Ahmed Chalabi pushed for the US invasion of Iraq. Will he be the country's next PM?

GlobalPost

KALAK, Iraq — Prime Minister Nouri Al-Maliki may not be the man to lead Iraq, but no one else is either, say many Iraqis. It's too late for any single person to unify this country, they say.

Ahmed Chalabi begs to differ. He rolled into a displaced persons camp in northern Iraq on Saturday with his entourage, and held an impromptu press conference that looked very much like a campaign stop.  

As US officials meet behind closed doors with potential Maliki replacements and Iraqi politicians negotiate tricky alliances, Chalabi, former head of the Iraqi National Congress, a CIA-funded Iraqi exile group that pushed for the US invasion, isn't wasting time. 

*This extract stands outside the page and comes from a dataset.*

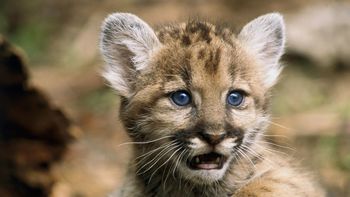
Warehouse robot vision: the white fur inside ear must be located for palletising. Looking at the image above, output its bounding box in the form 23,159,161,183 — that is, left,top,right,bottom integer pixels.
100,13,160,97
238,13,285,88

In a dark-blue blazer and T-shirt, he ambled the length of Kalak camp outside Erbil, where thousands have come, fleeing violence at home in Mosul and elsewhere in northern Iraq where the militants have claimed large swaths of territory. The UN estimates Kalak camp to be Iraqi Kurdistan's largest.

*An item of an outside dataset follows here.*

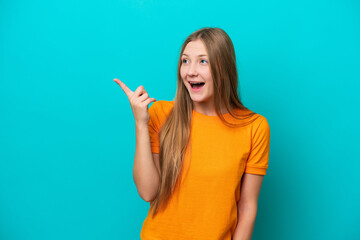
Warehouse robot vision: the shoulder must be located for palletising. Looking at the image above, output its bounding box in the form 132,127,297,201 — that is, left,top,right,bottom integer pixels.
251,113,270,134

"I'm here to look at the suffering of these people," he said from within a swarm of bodyguards, local politicians and press attaches.

He talks about goodwill, but it's politics that's brought Chalabi out to this dusty camp during the oppressive midday heat.

Last week his name appeared on a short-list of possible leaders in a post-Maliki government. Also mentioned were Adel Abdul Mahdi and Bayan Jaber, both also from Shia blocs. 

More from GlobalPost: If Erbil's so safe, why is everyone at the gas station?

At the entrance to the camp, Chalabi removed his sunglasses for the cameras and began to speak. Men who had heckled him when he first arrived, calling him a criminal, quieted down.

Unfazed, Chalabi promised a quick end to the crisis. He praised the Kurdish Regional Government and slammed Baghdad for military failures and humanitarian shortfalls.

"The Iraqi Army are brave people, it's not their fault that this collapse happened," Chalabi said, referring to the mass desertions that helped usher in the Al Qaeda-inspired militants that now threaten the capital. "It's the fault of the incompetent and corrupt leadership and we have to change that."

Asked if he was hoping to be the new leader, Chalabi deflected: "That's not the issue."

After a few minutes, Chalabi and his entourage got back into their SUVs and rumbled away. 

His promises seemed to fall on deaf ears.

"I told him you are a corrupt man, you get millions from Bahrain and what do you do for us?" shouted a man named Muthab, who arrived five days ago from Salahaddin, a town outside Mosul. 

"Even Daash is more honest than Chalabi," he said with a laugh, using the Arabic acronym for the Islamic State of Iraq and the Levant (ISIL or ISIS), the group leading the offensive on Baghdad.

Muthab and his family arrived at the camp with nothing. They've been living on aid rations ever since that Muthab says aren't enough to feed his family.

"Everyone was asking him: 'Why are you here? You can't do anything for us,'" said another camp resident, Yousef Muhammed, his face wrapped in a white scarf to keep out the clouds of dust. "He was just here to show himself."

A construction worker from a neighborhood in Mosul once named after Saddam Hussein, Muhammed says he doesn't believe Chalabi has what it takes to lead the country and hold Iraq together.

"I don't think any leader can manage Iraq right now," he said, echoing a sentiment shared by many. "The only solution is to divide it into three parts," he added, referring to Sunni, Shia and Kurdish regions of Iraq.

Many Iraqis displaced by violence talk about the country as if it's irreversibly fractured, but many of Iraq's politicians say that's not an inevitability.

Mahmoud Othman, a prominent Kurdish politician, said Iraq's political institutions were reconstructed poorly following the US-led Iraq War and are in dire need of reform.

"Things were built in the wrong way. They divided Iraq into Sunni, Shia and Kurds," he said. A truly federalist system with a strong constitution could hold the country together, he added.

"Anybody who comes up after Maliki, they should change his policies and there will be partnership," he said. "It's not a matter of Maliki. It's a matter of policy." 

As for Chalabi, Othman says, "I don't think he has a chance."